We are building a team that is rooted in the praxis of diversity, equity, and inclusion. We are focused not just on racial justice but on demanding anti-racism in how we all move and operate.

Sande: What’s important about leading change in an organization and in the world?

Nwamaka: Leading change requires us to be able to navigate a world of shifting conditions.

My goal is to develop a team that can hold a learning stance.

A learning stance means we have the ability to acknowledge when there has been a mistake, or when we need to respond to a challenge that has shifted the landscape. We have the ability to critically assess what happened and to interrogate why things changed.

We also strive, both individually and collectively, to hold ourselves accountable and take on responsibility for the role we played in the mistake, and commit ourselves to improving the next time.

When leading change, it’s important to have a team that has the capacity to play in a dynamic landscape.

For example, think about what happens when you sit on a stability ball – you’re forced to adjust every time it rolls a different way, and constantly find your center. At first, you may fall off the ball when it shifts. But over time, the more you practice it, the more you can continue to find your center.

Leading change for me is about cultivating a team that can continue to find its center, individually and together.

This process requires the leader or leadership to have a deep amount of vulnerability. We have to be vulnerable enough to demonstrate to our team what it means to have a learning stance. When you, as the leader, fall off that stability ball, how do you get back on it?

And so when I make a mistake, I have to own it and I have to name it. I have to be able to identify what the mistake was, where I dropped the ball, what I could’ve done differently, and apologize to those that may have been impacted by my mistake.

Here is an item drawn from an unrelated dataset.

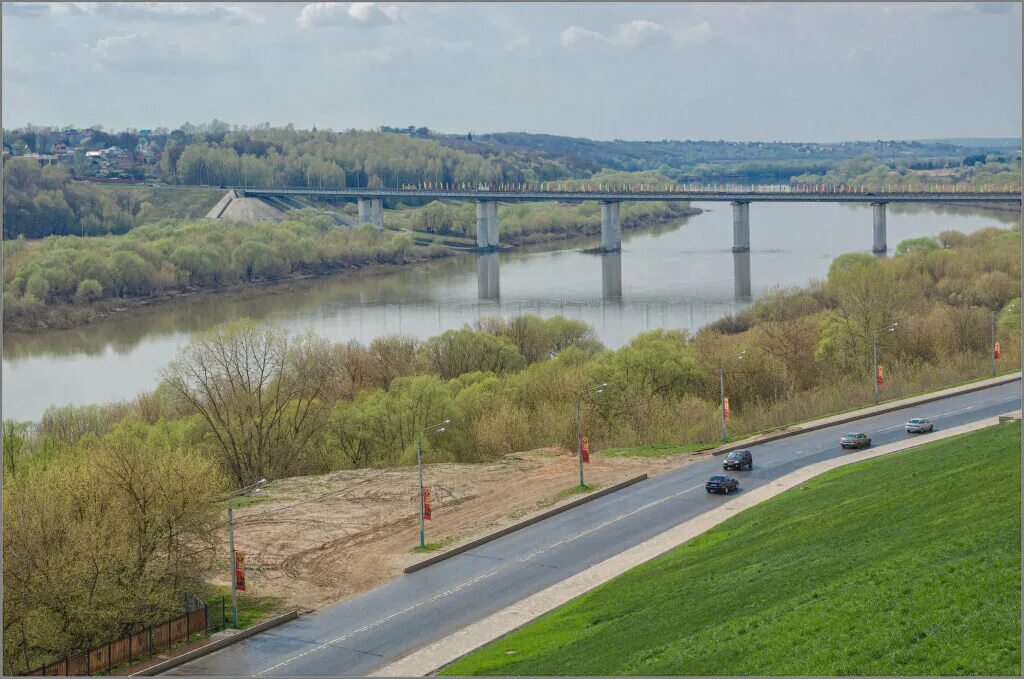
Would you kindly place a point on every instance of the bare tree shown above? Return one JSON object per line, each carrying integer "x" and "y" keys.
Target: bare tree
{"x": 258, "y": 393}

And then I don’t just sit in the corner and lick my wounds, right? I have to come back and keep doing the work. We all have to learn how to show up in the work, show care and grace for each other, and understand how to communicate and facilitate a need for correction to our colleagues whenever it makes sense.

That may sound something like, “Wow, you know, that was really hard when you did that thing. It really hurt me, or it impacted me in this way. I appreciate you acknowledging it. Here is what I would like to see going forward.” We need to learn to make the agreements we need for repair.

I want us to have a culture where when someone makes a mistake, we don’t kick them out, but we actually see it as an opportunity to draw them in closer for a deeper connection in the hopes of stronger alignment going forward.

These are the type of skill sets that help a team move forward because mistakes and failures are natural. It’s part of the work. It’s part of how we get to deeper change. And yes, leading change also includes research and understanding what’s happening out in the world and the markets.

Ultimately, we have to remember that our ability to allow ourselves as individuals to be transformed through the work is also part of the change and the changing conditions that we’re trying to create.

We as individuals are a part of the systemic and institutional transformation. Systems are made up of people and designed by people and so we too have to change.

Sande: Thank you Nwamaka. It was such a joy to speak with you.

This interview is part of my Defining Leadership: Conversations with Women Leaders series.